Coming to terms: Closed-end funds, market cap
The price of closed-end funds can swing higher or lower than their net asset value, reflecting supply and demand of the shares.
Q: What are “closed-end” funds?
A: Closed-end funds are mutual funds that act a lot like stocks. With regular mutual funds, if many people want to invest in them, more shares are simply created.
But when closed-end funds are created, a fixed number of shares are sold to the public, much like a stock’s IPO.
After that, the shares are usually traded in a secondary market.
The prices of regular mutual funds are calculated at the end of each trading day based on the value of the funds’ assets.
But the price of closed-end funds can swing higher or lower than their net asset value, reflecting supply and demand of the shares. Closed-end funds can also be more volatile than regular mutual funds, sometimes because they can employ leverage, borrowing money with which to invest.
Q: What does “market cap” mean?
A: A company’s market capitalization, or market cap, reflects the value the stock market is placing on it.
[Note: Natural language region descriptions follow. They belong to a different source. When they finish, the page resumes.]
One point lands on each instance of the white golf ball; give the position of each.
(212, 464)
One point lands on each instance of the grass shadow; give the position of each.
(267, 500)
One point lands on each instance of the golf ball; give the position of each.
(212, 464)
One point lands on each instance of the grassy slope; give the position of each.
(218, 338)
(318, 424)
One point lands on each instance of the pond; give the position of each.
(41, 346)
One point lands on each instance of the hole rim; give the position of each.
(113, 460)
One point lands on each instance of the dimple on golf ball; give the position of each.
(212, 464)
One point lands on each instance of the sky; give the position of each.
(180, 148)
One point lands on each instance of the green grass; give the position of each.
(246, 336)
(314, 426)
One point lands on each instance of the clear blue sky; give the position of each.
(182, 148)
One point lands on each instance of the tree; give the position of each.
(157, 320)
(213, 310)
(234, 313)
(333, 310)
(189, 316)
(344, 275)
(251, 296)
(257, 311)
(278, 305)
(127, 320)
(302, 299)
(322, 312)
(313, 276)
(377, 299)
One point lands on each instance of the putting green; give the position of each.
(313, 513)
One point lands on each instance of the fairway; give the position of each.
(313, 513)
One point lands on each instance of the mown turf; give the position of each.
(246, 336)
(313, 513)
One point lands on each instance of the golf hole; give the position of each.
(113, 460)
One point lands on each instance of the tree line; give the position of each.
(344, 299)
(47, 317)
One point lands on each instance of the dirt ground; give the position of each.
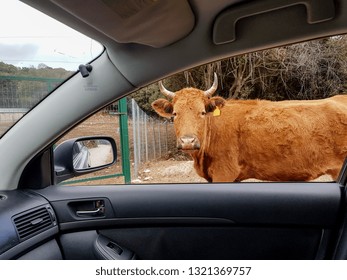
(173, 167)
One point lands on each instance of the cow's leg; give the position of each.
(334, 173)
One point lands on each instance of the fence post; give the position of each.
(124, 139)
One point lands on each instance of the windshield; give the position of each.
(37, 53)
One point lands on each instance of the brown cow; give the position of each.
(233, 140)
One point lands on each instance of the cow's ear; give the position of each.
(163, 107)
(214, 102)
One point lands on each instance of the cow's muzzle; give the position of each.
(188, 143)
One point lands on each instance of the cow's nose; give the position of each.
(188, 143)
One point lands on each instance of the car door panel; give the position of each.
(214, 221)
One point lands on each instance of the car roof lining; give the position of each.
(148, 22)
(288, 24)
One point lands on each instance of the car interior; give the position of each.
(145, 42)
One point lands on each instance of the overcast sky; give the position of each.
(28, 38)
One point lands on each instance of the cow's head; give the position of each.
(189, 107)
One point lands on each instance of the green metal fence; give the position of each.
(18, 94)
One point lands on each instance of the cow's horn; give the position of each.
(166, 92)
(212, 90)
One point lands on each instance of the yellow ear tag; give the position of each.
(216, 112)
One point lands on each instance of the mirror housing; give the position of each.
(84, 155)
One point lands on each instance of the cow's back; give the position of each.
(287, 140)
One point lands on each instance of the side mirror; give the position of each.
(80, 156)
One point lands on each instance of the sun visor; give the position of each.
(146, 22)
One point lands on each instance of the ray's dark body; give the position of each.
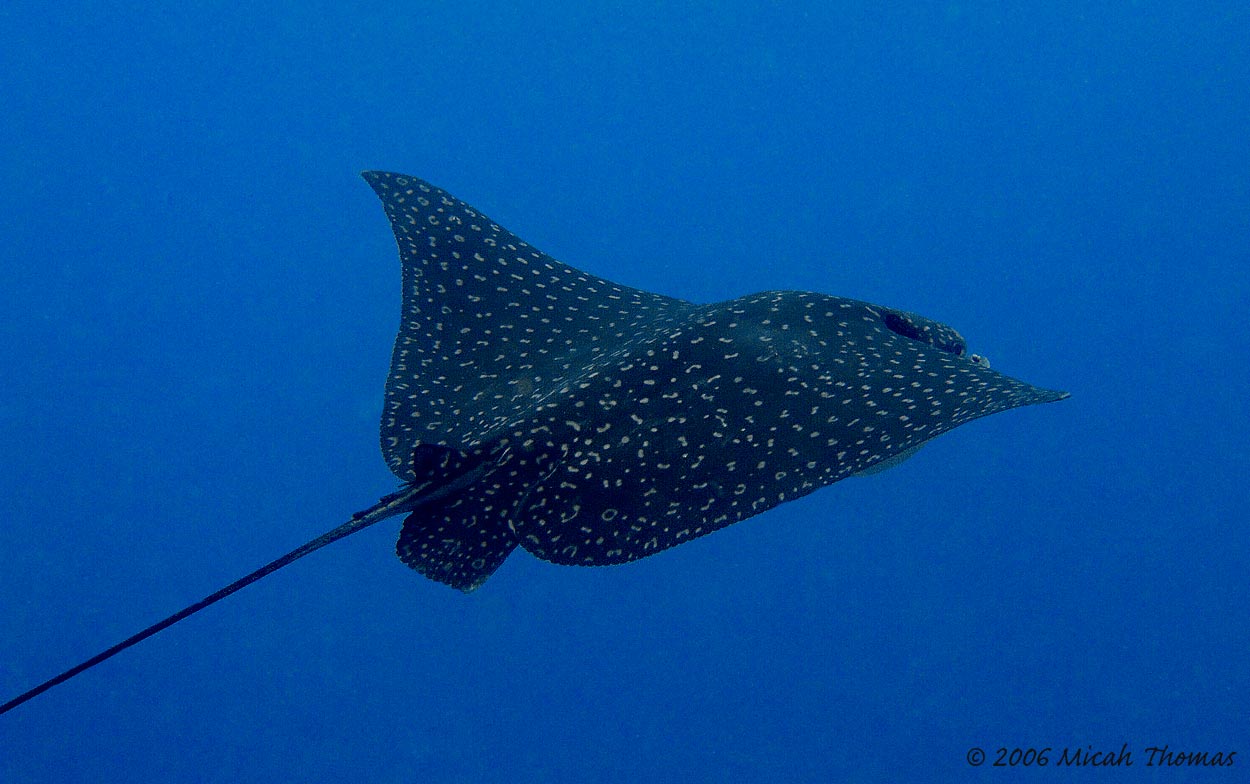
(530, 404)
(615, 422)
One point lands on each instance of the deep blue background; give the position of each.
(199, 296)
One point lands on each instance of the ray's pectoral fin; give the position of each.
(458, 534)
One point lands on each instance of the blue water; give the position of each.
(199, 296)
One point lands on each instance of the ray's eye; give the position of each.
(925, 330)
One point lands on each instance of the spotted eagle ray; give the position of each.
(533, 404)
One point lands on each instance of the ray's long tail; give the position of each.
(388, 507)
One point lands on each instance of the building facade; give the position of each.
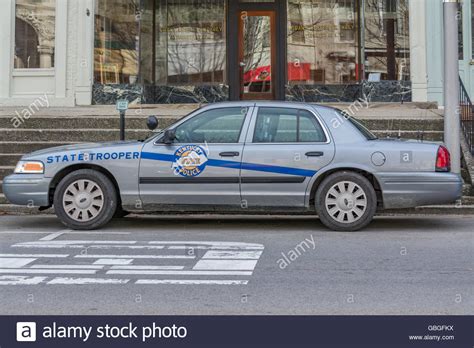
(82, 52)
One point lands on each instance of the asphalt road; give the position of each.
(237, 265)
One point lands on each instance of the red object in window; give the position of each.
(296, 72)
(443, 160)
(260, 74)
(299, 71)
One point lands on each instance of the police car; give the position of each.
(269, 157)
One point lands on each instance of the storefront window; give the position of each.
(190, 42)
(117, 41)
(387, 42)
(34, 34)
(322, 41)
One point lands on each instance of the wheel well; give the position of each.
(63, 173)
(369, 176)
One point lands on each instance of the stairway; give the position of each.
(59, 126)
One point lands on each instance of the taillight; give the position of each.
(443, 160)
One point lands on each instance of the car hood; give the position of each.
(79, 147)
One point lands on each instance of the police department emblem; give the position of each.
(189, 161)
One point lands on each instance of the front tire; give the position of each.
(85, 200)
(346, 201)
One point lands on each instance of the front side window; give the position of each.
(219, 126)
(279, 125)
(34, 34)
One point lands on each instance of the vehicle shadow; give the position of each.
(278, 223)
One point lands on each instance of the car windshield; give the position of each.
(361, 128)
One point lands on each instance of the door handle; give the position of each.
(315, 154)
(229, 154)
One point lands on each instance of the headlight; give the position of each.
(29, 167)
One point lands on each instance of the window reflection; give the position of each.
(387, 44)
(34, 34)
(322, 41)
(117, 41)
(190, 42)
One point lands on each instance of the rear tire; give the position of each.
(85, 200)
(346, 201)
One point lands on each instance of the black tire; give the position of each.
(337, 210)
(102, 186)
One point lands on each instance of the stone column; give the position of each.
(46, 56)
(418, 61)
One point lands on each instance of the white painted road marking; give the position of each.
(226, 265)
(46, 271)
(212, 273)
(113, 262)
(36, 255)
(190, 282)
(54, 235)
(240, 255)
(67, 266)
(86, 281)
(21, 280)
(148, 268)
(219, 263)
(14, 262)
(138, 256)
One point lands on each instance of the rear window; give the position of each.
(360, 127)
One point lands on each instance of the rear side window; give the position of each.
(281, 125)
(213, 126)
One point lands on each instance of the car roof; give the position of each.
(272, 103)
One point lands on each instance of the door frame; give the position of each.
(234, 8)
(273, 52)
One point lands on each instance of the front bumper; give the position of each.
(409, 190)
(25, 189)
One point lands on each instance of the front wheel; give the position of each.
(85, 200)
(346, 201)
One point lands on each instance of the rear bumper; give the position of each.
(29, 190)
(408, 190)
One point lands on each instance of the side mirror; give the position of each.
(152, 123)
(169, 137)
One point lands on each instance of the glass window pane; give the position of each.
(34, 34)
(190, 42)
(322, 40)
(276, 125)
(310, 129)
(257, 50)
(116, 41)
(221, 126)
(387, 41)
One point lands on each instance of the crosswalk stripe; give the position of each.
(189, 282)
(45, 271)
(86, 281)
(212, 273)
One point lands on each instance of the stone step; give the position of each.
(69, 135)
(92, 135)
(86, 122)
(134, 121)
(413, 135)
(404, 124)
(8, 147)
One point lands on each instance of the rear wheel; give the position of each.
(85, 200)
(346, 201)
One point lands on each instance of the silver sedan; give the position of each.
(269, 157)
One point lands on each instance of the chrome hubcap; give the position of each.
(346, 202)
(83, 200)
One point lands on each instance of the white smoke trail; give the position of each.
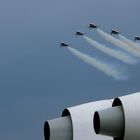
(129, 42)
(118, 43)
(112, 52)
(105, 68)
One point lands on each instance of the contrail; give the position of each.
(101, 66)
(129, 42)
(118, 43)
(111, 52)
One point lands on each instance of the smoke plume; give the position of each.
(112, 52)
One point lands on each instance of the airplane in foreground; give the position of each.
(137, 38)
(79, 34)
(92, 26)
(63, 44)
(114, 32)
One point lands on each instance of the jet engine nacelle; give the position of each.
(122, 120)
(76, 123)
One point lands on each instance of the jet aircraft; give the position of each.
(114, 32)
(63, 44)
(92, 26)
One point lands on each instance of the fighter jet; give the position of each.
(63, 44)
(114, 32)
(137, 38)
(79, 34)
(92, 26)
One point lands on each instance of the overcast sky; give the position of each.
(37, 78)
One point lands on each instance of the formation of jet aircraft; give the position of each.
(63, 44)
(114, 32)
(79, 33)
(93, 26)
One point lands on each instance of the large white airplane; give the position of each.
(117, 119)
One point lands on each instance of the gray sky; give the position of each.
(37, 78)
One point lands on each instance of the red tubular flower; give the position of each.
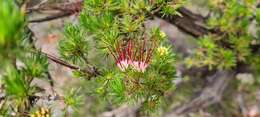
(135, 55)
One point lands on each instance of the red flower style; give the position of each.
(137, 56)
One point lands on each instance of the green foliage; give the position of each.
(36, 65)
(11, 22)
(232, 20)
(75, 47)
(111, 26)
(18, 89)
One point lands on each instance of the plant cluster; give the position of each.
(139, 67)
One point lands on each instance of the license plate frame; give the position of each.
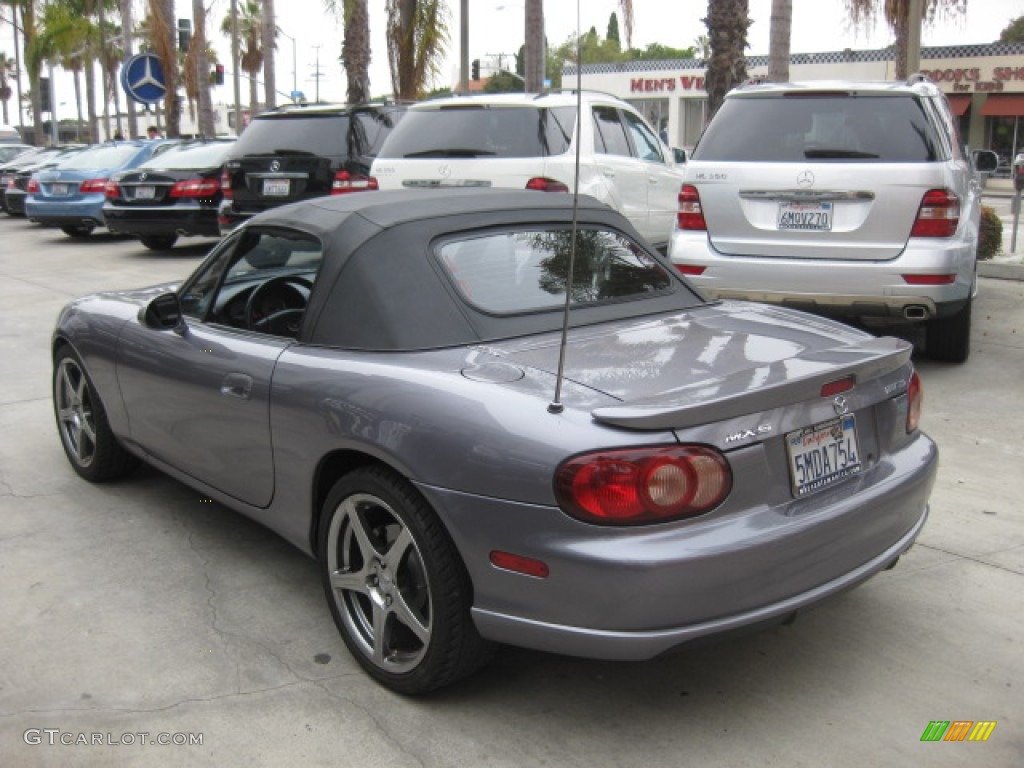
(822, 455)
(805, 217)
(276, 187)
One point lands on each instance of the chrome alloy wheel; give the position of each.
(379, 583)
(76, 415)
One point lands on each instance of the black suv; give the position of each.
(297, 153)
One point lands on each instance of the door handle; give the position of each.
(237, 385)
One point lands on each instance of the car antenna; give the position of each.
(556, 407)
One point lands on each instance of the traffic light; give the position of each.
(184, 33)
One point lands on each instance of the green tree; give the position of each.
(1014, 32)
(727, 23)
(897, 14)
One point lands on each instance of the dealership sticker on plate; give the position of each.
(823, 454)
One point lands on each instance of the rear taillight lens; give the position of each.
(196, 187)
(914, 395)
(690, 215)
(634, 486)
(938, 215)
(93, 184)
(225, 185)
(345, 182)
(546, 184)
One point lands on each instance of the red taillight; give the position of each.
(225, 185)
(643, 485)
(914, 395)
(690, 268)
(345, 182)
(690, 215)
(520, 564)
(938, 215)
(93, 184)
(546, 184)
(929, 280)
(196, 187)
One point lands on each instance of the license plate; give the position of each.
(822, 455)
(275, 187)
(805, 216)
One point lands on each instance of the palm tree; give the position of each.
(250, 38)
(8, 67)
(727, 22)
(897, 15)
(417, 33)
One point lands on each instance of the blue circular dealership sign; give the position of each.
(142, 79)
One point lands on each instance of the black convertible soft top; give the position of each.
(380, 288)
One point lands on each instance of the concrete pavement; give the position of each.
(137, 607)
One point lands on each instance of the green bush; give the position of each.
(990, 236)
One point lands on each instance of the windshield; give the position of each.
(476, 130)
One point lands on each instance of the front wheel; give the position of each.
(948, 339)
(159, 242)
(78, 230)
(395, 585)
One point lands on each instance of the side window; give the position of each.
(609, 128)
(644, 139)
(261, 282)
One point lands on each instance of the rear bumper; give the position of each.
(859, 289)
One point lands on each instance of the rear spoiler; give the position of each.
(757, 389)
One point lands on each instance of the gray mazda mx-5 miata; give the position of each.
(376, 378)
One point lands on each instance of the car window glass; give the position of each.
(609, 128)
(643, 138)
(820, 128)
(517, 271)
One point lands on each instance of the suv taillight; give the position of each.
(546, 184)
(225, 184)
(345, 182)
(938, 215)
(634, 486)
(690, 215)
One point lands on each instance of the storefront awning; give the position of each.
(1004, 105)
(960, 102)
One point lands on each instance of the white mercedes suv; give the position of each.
(528, 141)
(849, 199)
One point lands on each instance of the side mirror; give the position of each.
(164, 313)
(985, 161)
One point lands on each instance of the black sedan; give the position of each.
(175, 194)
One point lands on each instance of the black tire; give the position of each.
(395, 585)
(948, 339)
(85, 434)
(159, 242)
(78, 230)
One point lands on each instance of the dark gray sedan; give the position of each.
(379, 378)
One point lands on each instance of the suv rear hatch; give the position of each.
(818, 174)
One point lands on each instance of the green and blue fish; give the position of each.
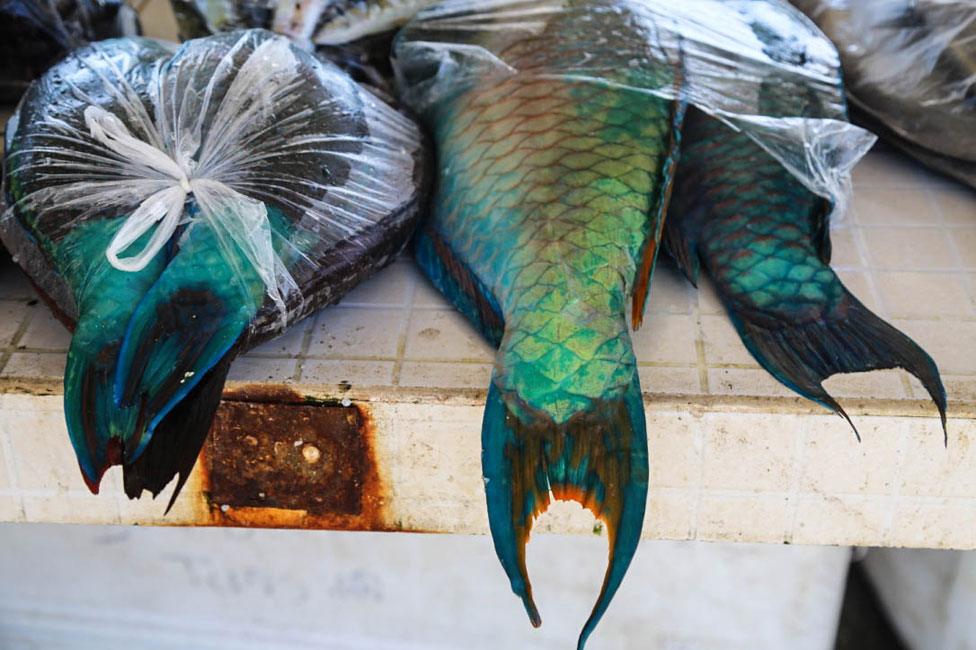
(561, 137)
(177, 208)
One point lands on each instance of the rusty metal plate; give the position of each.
(280, 463)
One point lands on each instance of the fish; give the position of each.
(356, 35)
(544, 228)
(178, 208)
(565, 164)
(763, 238)
(909, 70)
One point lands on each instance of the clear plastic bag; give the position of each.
(306, 22)
(760, 66)
(911, 64)
(34, 34)
(305, 178)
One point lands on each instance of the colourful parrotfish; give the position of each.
(557, 127)
(763, 239)
(544, 230)
(179, 208)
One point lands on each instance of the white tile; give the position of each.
(749, 452)
(446, 336)
(391, 287)
(957, 203)
(249, 368)
(356, 332)
(356, 373)
(664, 380)
(840, 520)
(445, 375)
(45, 332)
(909, 248)
(666, 338)
(12, 316)
(288, 344)
(745, 381)
(964, 239)
(834, 462)
(722, 342)
(752, 518)
(924, 295)
(46, 365)
(895, 207)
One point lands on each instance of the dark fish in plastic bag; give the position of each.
(910, 71)
(354, 34)
(177, 208)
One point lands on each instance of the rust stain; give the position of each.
(276, 460)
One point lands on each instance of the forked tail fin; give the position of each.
(847, 338)
(597, 458)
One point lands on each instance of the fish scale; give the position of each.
(545, 223)
(577, 217)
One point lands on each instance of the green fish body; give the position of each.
(544, 229)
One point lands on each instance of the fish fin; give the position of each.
(90, 412)
(459, 284)
(847, 338)
(195, 315)
(597, 458)
(178, 438)
(681, 243)
(99, 430)
(645, 270)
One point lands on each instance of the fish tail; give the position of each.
(177, 439)
(95, 426)
(597, 458)
(176, 353)
(847, 338)
(762, 238)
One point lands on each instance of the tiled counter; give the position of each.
(734, 456)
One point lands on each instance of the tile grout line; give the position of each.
(702, 362)
(7, 446)
(898, 475)
(793, 496)
(8, 352)
(701, 432)
(406, 319)
(302, 355)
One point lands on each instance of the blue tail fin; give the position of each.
(597, 458)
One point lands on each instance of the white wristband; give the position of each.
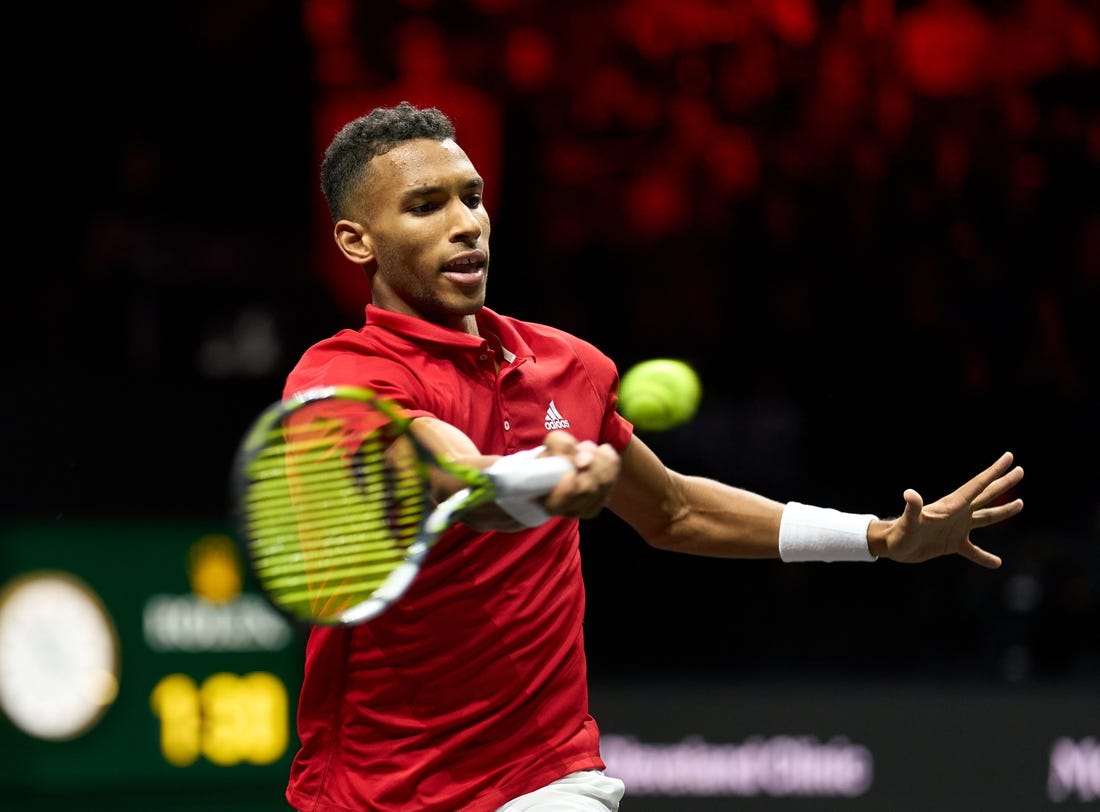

To get it, multiply the total number of shares outstanding by the stock price.
The result can help you get a sense of whether the firm is overvalued or undervalued if you compare it to peers.
For example, General Electric’s market cap recently was $217 million: 10.5 billion shares times a stock price of about $20.70.
Q: What does it mean when I see that “today’s volume” for a stock is 15,800,000?
A: That means that 15.8 million shares of the stock changed hands that day.